Я не могла сказать точно, что в нем притягивало. Рен, наверное, сказала бы — то, как он на тебя смотрит и ничего не говорит; или как его глаза меняют цвет — то серо-зеленые, то серо-карие — как наша река; или как он ходит, пилотка чуть сдвинута на затылок, руки в карманах, точно мальчишка-прогульщик. Кассис, наверное, сказал бы, что все дело в его отчаянной храбрости: он мог переплыть Луару в самом широком месте или повиснуть вверх тормашками с помоста Наблюдательного Пункта с безрассудством подростка, которому неведом страх. Он не успел еще и ступить в Ле-Лавёз, как сразу нашел к нам подход. Сам родом из шварцвальдской деревни, он сыпал прибаутками про свою семью, про сестер и братьев, про свои жизненные задумки. Он вечно строил планы. Бывало, о чем бы ни говорит, каждая фраза начинается словами: «Когда война кончится и я разбогатею…» Его замыслам не было конца. Это был первый в нашей жизни взрослый, до сих пор думавший, как мальчишка, строивший планы, как мальчишка, и, может, в конечном счете именно это нас к нему и привлекало. Он был такой же, как мы, вот в чем дело. Он жил по нашим правилам.
На войне он убил одного англичанина и двух французов. Он не делал из этого тайны, и то, как об этом рассказывал, убеждало, что выбора у него не было. После мне приходила в голову мысль, что среди убитых им мог быть мой отец. Но даже и это я была готова ему простить. Я была готова простить ему все.
Конечно же, поначалу я вела себя с оглядкой. Мы встречались с ним еще три раза, дважды только с ним у реки, один раз в кино, где были и остальные — Хауэр, кургузый и рыжий Хейнеман и толстый, неповоротливый Шварц. Дважды посылали записки через мальчишку у газетного киоска, еще пару раз получали сигареты, журналы, книжки, шоколад и пакетик с нейлоновыми чулками для Ренетт. Дети обычно вызывают меньше подозрений. При них меньше остерегаются лишнего сболтнуть. Вы даже не представляете, сколько всякого мы разузнавали и все это передавали Хауэру, Хейнеману, Шварцу и Лейбницу. Другие солдаты не стремились с нами общаться. Шварц, по-французски говоривший плохо, иногда кидал плотоядные взгляды на Ренетт, нашептывая ей что-то сальное на своем скрипучем немецком. Хауэр был какой-то надутый и деревянный. А Хейнеман — какой-то суетливо-нервный, беспрестанно почесывал рыжую щетину, составлявшую основную часть его физиономии. В остальных немцах было что-то пугающее.
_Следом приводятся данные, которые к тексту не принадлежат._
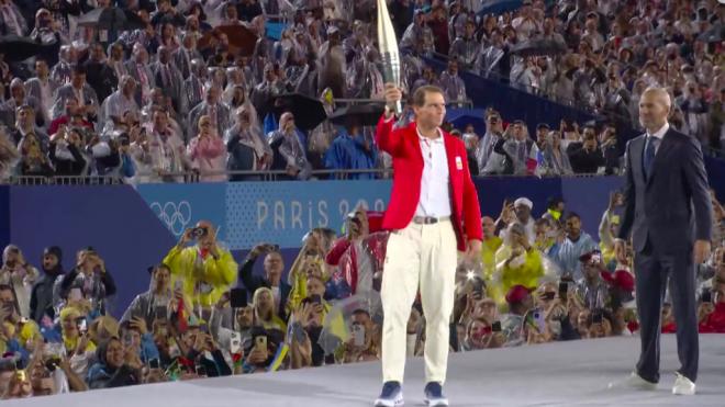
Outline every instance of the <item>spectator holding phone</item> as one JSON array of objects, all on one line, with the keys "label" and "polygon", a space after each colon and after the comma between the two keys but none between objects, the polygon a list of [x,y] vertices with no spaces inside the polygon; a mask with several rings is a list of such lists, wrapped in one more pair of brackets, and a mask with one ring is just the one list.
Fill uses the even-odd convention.
[{"label": "spectator holding phone", "polygon": [[624,205],[624,195],[614,191],[610,193],[610,202],[599,224],[599,247],[602,250],[604,264],[616,261],[614,256],[614,237],[620,228],[620,215],[615,213],[617,207]]},{"label": "spectator holding phone", "polygon": [[252,307],[254,308],[255,326],[281,332],[287,330],[286,319],[280,318],[277,314],[277,305],[271,289],[264,286],[257,289],[254,292]]},{"label": "spectator holding phone", "polygon": [[578,281],[583,278],[579,258],[596,250],[598,246],[589,234],[581,230],[581,217],[577,213],[567,215],[565,230],[567,236],[564,242],[557,245],[551,260],[559,264],[565,275]]},{"label": "spectator holding phone", "polygon": [[583,279],[577,284],[577,294],[589,309],[603,308],[609,298],[609,287],[601,273],[610,273],[602,261],[599,251],[584,253],[581,257]]},{"label": "spectator holding phone", "polygon": [[12,286],[0,285],[0,351],[19,352],[26,362],[30,357],[27,343],[40,336],[37,324],[20,315]]},{"label": "spectator holding phone", "polygon": [[112,388],[141,383],[143,363],[131,347],[118,338],[101,343],[96,352],[97,362],[88,371],[90,388]]},{"label": "spectator holding phone", "polygon": [[503,246],[495,253],[492,296],[503,302],[503,293],[514,285],[536,287],[544,275],[542,255],[534,248],[520,223],[509,226]]},{"label": "spectator holding phone", "polygon": [[352,295],[370,292],[373,287],[376,264],[372,246],[366,241],[370,235],[367,212],[358,208],[348,214],[345,229],[347,236],[335,241],[325,261],[338,267],[338,272],[349,286]]},{"label": "spectator holding phone", "polygon": [[0,284],[12,287],[18,309],[24,318],[30,317],[30,299],[33,283],[40,273],[37,269],[25,261],[25,257],[15,245],[9,245],[2,251],[2,268],[0,268]]},{"label": "spectator holding phone", "polygon": [[60,312],[59,319],[65,354],[70,360],[72,371],[85,377],[96,351],[96,343],[88,335],[87,316],[75,306],[67,306]]},{"label": "spectator holding phone", "polygon": [[[228,249],[216,241],[217,229],[209,221],[185,230],[179,242],[164,258],[183,296],[194,309],[209,310],[236,280],[237,264]],[[196,241],[193,246],[188,246]]]},{"label": "spectator holding phone", "polygon": [[121,323],[143,318],[146,326],[149,327],[154,319],[167,319],[168,314],[174,310],[170,309],[169,304],[177,293],[171,290],[171,270],[168,265],[160,263],[152,268],[150,274],[148,291],[136,295],[123,313]]},{"label": "spectator holding phone", "polygon": [[[232,370],[224,360],[216,341],[204,329],[193,329],[189,332],[189,343],[186,358],[193,362],[197,375],[202,377],[230,376]],[[211,358],[211,359],[210,359]]]},{"label": "spectator holding phone", "polygon": [[38,324],[46,315],[51,318],[55,317],[53,308],[55,282],[65,273],[62,261],[63,250],[59,247],[51,246],[43,250],[43,275],[33,284],[30,302],[31,318]]},{"label": "spectator holding phone", "polygon": [[343,343],[341,360],[343,363],[372,361],[380,359],[382,336],[380,327],[365,309],[353,312],[350,339]]},{"label": "spectator holding phone", "polygon": [[[319,343],[324,314],[319,294],[304,298],[294,309],[289,338],[292,369],[325,364],[325,351]],[[327,362],[334,363],[334,359],[328,359]]]},{"label": "spectator holding phone", "polygon": [[143,318],[136,317],[121,323],[121,339],[126,348],[138,353],[142,362],[158,361],[158,348]]},{"label": "spectator holding phone", "polygon": [[524,316],[534,308],[532,291],[523,285],[514,285],[506,293],[509,314],[501,317],[501,331],[505,337],[505,347],[517,347],[526,340]]},{"label": "spectator holding phone", "polygon": [[[260,255],[265,255],[265,275],[253,275],[254,264]],[[292,286],[282,281],[282,271],[285,261],[279,246],[270,244],[259,244],[255,246],[247,255],[246,260],[239,268],[239,276],[244,286],[250,293],[256,293],[259,287],[267,287],[272,293],[275,309],[281,320],[287,320],[287,301]]]},{"label": "spectator holding phone", "polygon": [[[78,251],[76,267],[60,280],[60,298],[66,304],[85,302],[92,317],[105,315],[104,299],[115,294],[115,282],[96,249]],[[77,290],[77,291],[76,291]]]}]

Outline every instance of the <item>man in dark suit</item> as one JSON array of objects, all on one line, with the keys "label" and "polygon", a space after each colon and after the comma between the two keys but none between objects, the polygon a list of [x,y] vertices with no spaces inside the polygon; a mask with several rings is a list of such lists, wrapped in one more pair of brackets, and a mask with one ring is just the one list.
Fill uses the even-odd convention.
[{"label": "man in dark suit", "polygon": [[[254,269],[254,263],[263,253],[266,253],[265,275],[253,275],[252,271]],[[282,281],[283,270],[285,262],[282,260],[282,253],[279,252],[279,248],[269,244],[263,244],[255,246],[249,251],[246,260],[239,267],[239,278],[242,278],[242,282],[250,295],[254,295],[254,292],[259,287],[270,289],[275,296],[277,316],[282,320],[287,320],[287,298],[290,295],[290,291],[292,291],[292,286]]]},{"label": "man in dark suit", "polygon": [[673,394],[693,395],[699,341],[694,264],[710,256],[712,203],[700,145],[670,128],[670,97],[648,89],[639,101],[639,121],[647,133],[627,144],[626,200],[615,252],[625,260],[632,234],[642,353],[628,387],[655,389],[659,381],[659,332],[668,287],[677,321],[678,355]]}]

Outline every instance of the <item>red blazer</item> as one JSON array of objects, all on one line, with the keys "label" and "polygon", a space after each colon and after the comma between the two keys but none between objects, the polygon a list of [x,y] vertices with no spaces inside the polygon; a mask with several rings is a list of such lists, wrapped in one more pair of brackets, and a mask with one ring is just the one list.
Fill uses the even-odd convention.
[{"label": "red blazer", "polygon": [[[386,123],[382,116],[376,133],[378,146],[392,156],[395,170],[390,203],[382,221],[384,229],[402,229],[413,219],[421,199],[421,177],[424,166],[415,123],[394,131],[393,124],[392,120]],[[443,137],[450,173],[451,222],[458,250],[465,251],[467,238],[482,240],[481,208],[468,170],[466,145],[445,132]]]}]

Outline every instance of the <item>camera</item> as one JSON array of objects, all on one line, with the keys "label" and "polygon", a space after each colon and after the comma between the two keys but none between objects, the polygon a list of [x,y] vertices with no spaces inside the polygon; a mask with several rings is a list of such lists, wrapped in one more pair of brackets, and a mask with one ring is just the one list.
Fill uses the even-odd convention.
[{"label": "camera", "polygon": [[209,230],[205,227],[194,227],[191,229],[191,237],[199,239],[207,236]]},{"label": "camera", "polygon": [[230,291],[230,303],[232,308],[245,308],[247,306],[247,291],[245,289],[232,289]]},{"label": "camera", "polygon": [[365,327],[360,324],[353,325],[353,342],[356,347],[365,346]]},{"label": "camera", "polygon": [[58,357],[51,357],[45,361],[45,369],[49,372],[55,372],[58,366],[60,366],[60,358]]},{"label": "camera", "polygon": [[561,298],[561,301],[567,301],[568,293],[569,283],[566,281],[559,282],[559,298]]}]

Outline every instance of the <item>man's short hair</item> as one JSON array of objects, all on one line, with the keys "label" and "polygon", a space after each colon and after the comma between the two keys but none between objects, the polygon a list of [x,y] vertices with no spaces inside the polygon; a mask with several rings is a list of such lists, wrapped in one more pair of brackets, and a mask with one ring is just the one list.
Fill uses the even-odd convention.
[{"label": "man's short hair", "polygon": [[413,105],[423,108],[425,105],[425,95],[428,93],[439,93],[439,94],[445,94],[443,93],[443,89],[433,86],[433,84],[425,84],[415,90],[413,93]]},{"label": "man's short hair", "polygon": [[579,214],[576,213],[576,212],[569,212],[569,214],[567,215],[567,221],[569,221],[569,219],[571,219],[571,218],[575,218],[575,217],[576,217],[577,219],[581,221],[581,216],[579,216]]},{"label": "man's short hair", "polygon": [[75,75],[86,75],[86,67],[80,64],[76,64],[72,66],[71,72]]},{"label": "man's short hair", "polygon": [[357,308],[353,312],[353,315],[367,315],[368,318],[370,317],[370,313],[367,312],[367,309],[362,308]]},{"label": "man's short hair", "polygon": [[538,219],[534,221],[534,225],[535,226],[549,226],[549,227],[551,227],[551,223],[546,217],[539,217]]},{"label": "man's short hair", "polygon": [[310,280],[317,280],[317,281],[320,282],[320,284],[322,284],[323,286],[325,285],[324,280],[322,280],[322,278],[319,276],[319,275],[314,275],[314,274],[313,274],[313,275],[308,275],[308,282],[309,282]]}]

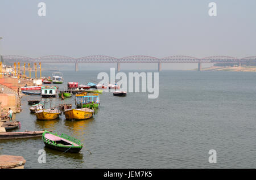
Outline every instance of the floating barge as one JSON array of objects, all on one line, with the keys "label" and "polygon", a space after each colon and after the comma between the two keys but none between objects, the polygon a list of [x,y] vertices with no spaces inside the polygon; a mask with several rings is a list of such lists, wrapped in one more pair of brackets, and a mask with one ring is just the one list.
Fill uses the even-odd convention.
[{"label": "floating barge", "polygon": [[0,139],[13,139],[40,137],[44,131],[0,132]]},{"label": "floating barge", "polygon": [[55,86],[43,86],[41,88],[42,97],[55,97],[57,95],[57,87]]},{"label": "floating barge", "polygon": [[75,102],[78,108],[98,108],[100,105],[100,96],[98,94],[87,94],[86,92],[77,94],[76,95]]},{"label": "floating barge", "polygon": [[42,86],[28,86],[28,87],[22,87],[20,88],[21,91],[27,91],[27,90],[41,90]]},{"label": "floating barge", "polygon": [[63,74],[60,72],[55,72],[52,74],[52,83],[63,83]]},{"label": "floating barge", "polygon": [[82,148],[80,140],[65,134],[59,135],[45,130],[42,139],[46,147],[60,151],[79,152]]},{"label": "floating barge", "polygon": [[94,111],[89,108],[67,109],[65,110],[65,117],[67,120],[84,120],[90,118]]},{"label": "floating barge", "polygon": [[53,120],[60,117],[61,112],[57,108],[40,110],[36,112],[36,118],[39,120]]}]

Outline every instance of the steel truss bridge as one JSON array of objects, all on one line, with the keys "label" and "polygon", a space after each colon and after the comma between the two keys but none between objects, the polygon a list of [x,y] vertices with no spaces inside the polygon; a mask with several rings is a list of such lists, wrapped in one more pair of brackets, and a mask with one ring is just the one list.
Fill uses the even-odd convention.
[{"label": "steel truss bridge", "polygon": [[38,58],[3,55],[2,58],[5,62],[10,63],[73,63],[76,71],[78,70],[79,63],[116,63],[118,71],[120,70],[121,63],[157,63],[159,71],[162,69],[162,63],[197,63],[200,71],[201,63],[237,63],[241,66],[241,63],[250,65],[251,63],[256,62],[256,55],[242,58],[224,55],[213,55],[203,58],[188,55],[171,55],[161,58],[147,55],[132,55],[121,58],[106,55],[89,55],[79,58],[64,55],[47,55]]}]

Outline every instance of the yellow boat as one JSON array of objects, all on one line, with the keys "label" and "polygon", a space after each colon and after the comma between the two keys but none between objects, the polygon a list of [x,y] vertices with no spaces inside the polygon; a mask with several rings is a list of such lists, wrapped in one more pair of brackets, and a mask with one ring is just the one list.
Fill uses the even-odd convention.
[{"label": "yellow boat", "polygon": [[36,112],[36,118],[39,120],[53,120],[59,118],[61,112],[57,109],[41,110]]},{"label": "yellow boat", "polygon": [[67,120],[83,120],[91,118],[94,112],[89,108],[67,109],[65,110],[65,117]]}]

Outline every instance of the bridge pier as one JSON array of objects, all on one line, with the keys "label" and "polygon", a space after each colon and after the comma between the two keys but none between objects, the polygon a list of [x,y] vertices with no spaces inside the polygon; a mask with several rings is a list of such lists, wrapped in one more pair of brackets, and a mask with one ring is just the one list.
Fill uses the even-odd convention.
[{"label": "bridge pier", "polygon": [[78,63],[75,63],[75,71],[78,71]]},{"label": "bridge pier", "polygon": [[160,62],[158,63],[158,72],[162,71],[162,63]]},{"label": "bridge pier", "polygon": [[198,71],[202,71],[202,65],[201,64],[201,62],[199,62],[198,63]]},{"label": "bridge pier", "polygon": [[117,71],[119,72],[121,71],[120,63],[118,62],[117,65]]}]

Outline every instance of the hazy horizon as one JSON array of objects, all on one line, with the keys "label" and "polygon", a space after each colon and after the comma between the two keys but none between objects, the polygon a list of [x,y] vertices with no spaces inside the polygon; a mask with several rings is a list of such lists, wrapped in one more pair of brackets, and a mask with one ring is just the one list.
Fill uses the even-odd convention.
[{"label": "hazy horizon", "polygon": [[[40,2],[46,3],[45,17],[38,15]],[[217,3],[217,16],[208,15],[211,2]],[[11,0],[1,1],[0,7],[3,55],[256,55],[255,1]],[[197,65],[163,68],[174,66]]]}]

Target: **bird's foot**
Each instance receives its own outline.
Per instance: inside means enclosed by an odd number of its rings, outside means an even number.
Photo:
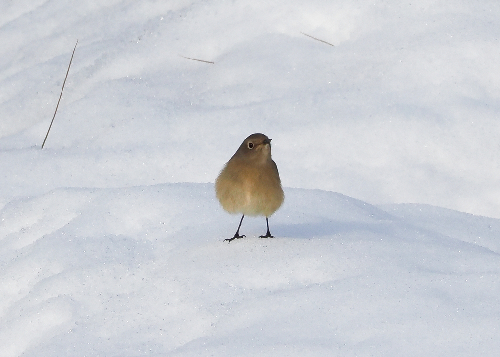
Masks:
[[[244,237],[245,237],[245,235],[242,234],[242,235],[240,236],[239,234],[236,233],[236,234],[234,235],[234,236],[233,237],[230,239],[228,238],[228,239],[224,239],[224,241],[222,241],[222,242],[226,242],[226,241],[227,241],[228,242],[232,242],[235,239],[241,239]]]

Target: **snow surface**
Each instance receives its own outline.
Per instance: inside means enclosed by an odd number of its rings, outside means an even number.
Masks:
[[[499,19],[0,3],[0,356],[496,356]],[[223,243],[206,183],[253,132],[285,203]]]

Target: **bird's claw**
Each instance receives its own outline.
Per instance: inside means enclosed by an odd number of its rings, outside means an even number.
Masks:
[[[228,238],[227,239],[224,239],[224,241],[222,241],[222,242],[226,242],[226,241],[227,241],[228,242],[232,242],[235,239],[241,239],[242,238],[244,237],[245,237],[245,236],[246,236],[244,234],[242,234],[240,236],[240,235],[238,235],[238,234],[235,234],[234,236],[233,237],[230,239],[229,238]]]

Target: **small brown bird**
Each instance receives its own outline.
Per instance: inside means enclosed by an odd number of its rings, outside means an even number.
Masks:
[[[265,216],[268,232],[260,238],[274,238],[269,232],[268,218],[283,203],[276,163],[271,157],[271,139],[264,134],[252,134],[244,140],[216,180],[216,194],[225,211],[242,213],[240,225],[231,242],[240,235],[245,215]]]

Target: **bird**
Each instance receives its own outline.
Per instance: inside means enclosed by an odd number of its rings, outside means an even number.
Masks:
[[[274,238],[268,219],[284,200],[278,168],[271,156],[272,139],[260,133],[249,135],[220,171],[215,183],[216,195],[224,211],[241,213],[234,237],[240,239],[240,228],[245,215],[264,216],[268,231],[259,238]]]

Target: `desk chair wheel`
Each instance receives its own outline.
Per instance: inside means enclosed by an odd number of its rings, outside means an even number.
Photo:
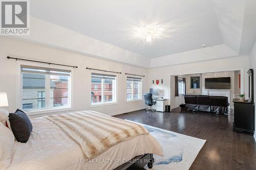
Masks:
[[[152,158],[150,160],[150,161],[148,162],[148,163],[147,163],[147,167],[148,167],[150,169],[151,169],[152,167],[153,167],[153,163],[154,162],[155,160],[154,159],[154,158]]]

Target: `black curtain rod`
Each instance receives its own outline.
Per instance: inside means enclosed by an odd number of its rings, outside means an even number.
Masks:
[[[145,77],[145,76],[144,76],[144,75],[134,75],[134,74],[130,74],[130,73],[125,73],[125,75],[132,75],[132,76],[136,76]]]
[[[96,68],[89,68],[89,67],[86,67],[86,69],[93,69],[94,70],[102,71],[105,71],[105,72],[110,72],[118,73],[118,74],[122,74],[122,72],[116,72],[116,71],[108,71],[108,70],[103,70],[103,69],[96,69]]]
[[[65,66],[67,67],[73,67],[73,68],[78,68],[77,66],[74,66],[73,65],[64,65],[64,64],[56,64],[56,63],[48,63],[47,62],[44,62],[44,61],[36,61],[36,60],[27,60],[27,59],[24,59],[22,58],[13,58],[13,57],[10,57],[9,56],[7,56],[7,58],[8,59],[15,59],[16,61],[17,60],[22,60],[22,61],[31,61],[31,62],[35,62],[37,63],[45,63],[45,64],[48,64],[49,65],[61,65],[61,66]]]

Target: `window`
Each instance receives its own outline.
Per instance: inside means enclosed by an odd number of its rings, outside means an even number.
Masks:
[[[46,92],[45,91],[38,91],[38,95],[37,98],[38,108],[44,108],[46,106]]]
[[[114,75],[92,74],[92,105],[116,102],[116,79]]]
[[[185,95],[185,84],[183,79],[179,79],[178,80],[178,87],[179,95]]]
[[[127,77],[126,80],[126,100],[141,99],[141,78]]]
[[[94,89],[95,90],[98,90],[98,88],[99,87],[99,85],[98,84],[95,84],[94,85]]]
[[[70,70],[22,65],[25,111],[70,107]]]

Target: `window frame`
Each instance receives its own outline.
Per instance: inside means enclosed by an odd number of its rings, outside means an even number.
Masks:
[[[127,77],[134,77],[134,78],[140,78],[141,79],[141,81],[140,82],[140,99],[132,99],[132,100],[127,100]],[[126,75],[125,76],[125,102],[126,103],[130,103],[130,102],[140,102],[143,101],[142,99],[142,88],[143,88],[143,78],[141,77],[140,76],[129,76],[129,75]],[[132,86],[133,87],[133,86]],[[132,88],[132,89],[133,88]],[[132,91],[133,90],[132,90]],[[132,96],[133,96],[132,93]]]
[[[73,110],[73,106],[74,106],[74,79],[73,79],[73,72],[74,72],[74,68],[71,67],[68,67],[66,66],[60,66],[57,65],[47,65],[46,64],[40,64],[38,63],[33,63],[23,61],[17,61],[17,94],[16,94],[16,107],[22,108],[23,108],[23,77],[22,77],[22,71],[21,69],[21,67],[23,65],[27,65],[28,66],[34,66],[38,67],[45,67],[47,68],[52,68],[52,69],[59,69],[62,70],[67,70],[70,71],[70,84],[69,85],[69,95],[70,98],[69,99],[69,106],[63,106],[63,107],[56,107],[56,108],[42,108],[41,109],[34,109],[32,110],[28,110],[25,111],[25,112],[28,115],[36,115],[36,114],[46,114],[46,113],[50,113],[55,112],[59,112],[59,111],[64,111],[68,110]],[[46,82],[46,83],[47,83]],[[47,84],[46,84],[47,86]],[[47,94],[46,91],[46,95]],[[45,104],[46,105],[46,103],[48,102],[48,101],[45,101]]]
[[[108,105],[116,105],[118,103],[118,74],[115,74],[115,73],[112,73],[112,72],[102,72],[102,71],[97,71],[97,70],[90,70],[89,71],[90,72],[90,107],[98,107],[98,106],[108,106]],[[92,74],[102,74],[102,75],[112,75],[112,76],[114,76],[116,77],[116,80],[115,80],[115,102],[100,102],[100,103],[92,103]],[[104,89],[104,88],[102,88],[103,87],[103,85],[104,84],[102,83],[102,81],[101,81],[101,101],[102,101],[103,99],[104,98],[104,90],[103,90],[102,92],[102,89]],[[113,90],[112,90],[113,91]],[[103,94],[103,95],[102,95]]]

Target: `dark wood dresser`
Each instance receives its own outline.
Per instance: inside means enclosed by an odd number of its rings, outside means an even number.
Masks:
[[[253,135],[254,132],[254,103],[240,102],[238,99],[233,99],[233,131],[246,132]]]

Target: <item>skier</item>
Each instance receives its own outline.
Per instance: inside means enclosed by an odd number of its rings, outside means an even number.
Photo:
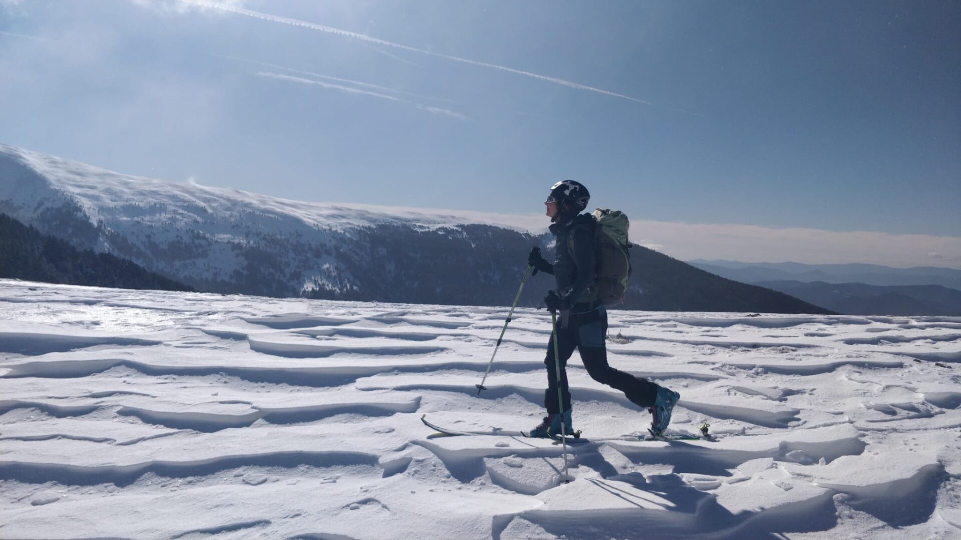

Только не в Томасе. Томас был такой же, как мы. Он нашел к нам подход, как никто другой. Оно и понятно: матери было явно не до нас, отец погиб на фронте, даже особых приятелей у нас не было, ну а тягот войны мы сильно не испытывали. Мы вряд ли отдавали себе отчет в том, что происходит, просто жили по своим понятиям в своем невежественном мирке. Жадная привязанность к Томасу обрушилась на нас нежданно-негаданно. Не из-за того, что он таскал нам шоколад и жвачку, косметику и журналы. Нам необходимо было хоть кому-то рассказывать о своих подвигах, чтоб хоть кто-то нами восхищался, чтоб иметь соратника в наших секретах, молодого, энергичного, рассказывавшего столько всего увлекательного, что даже Кассису о таком можно было только мечтать. И в одночасье мы все это получили. Мы были диковаты, как утверждала наша мать, а тут позволили себя приручить. Должно быть, он с самого начала это понимал, потому что сразу же верно себя повел, привечая нас поодиночке, вьжазывая к каждому свое особое отношение. Даже и теперь, прости, Господи, я почти готова в его искренность поверить. Даже теперь.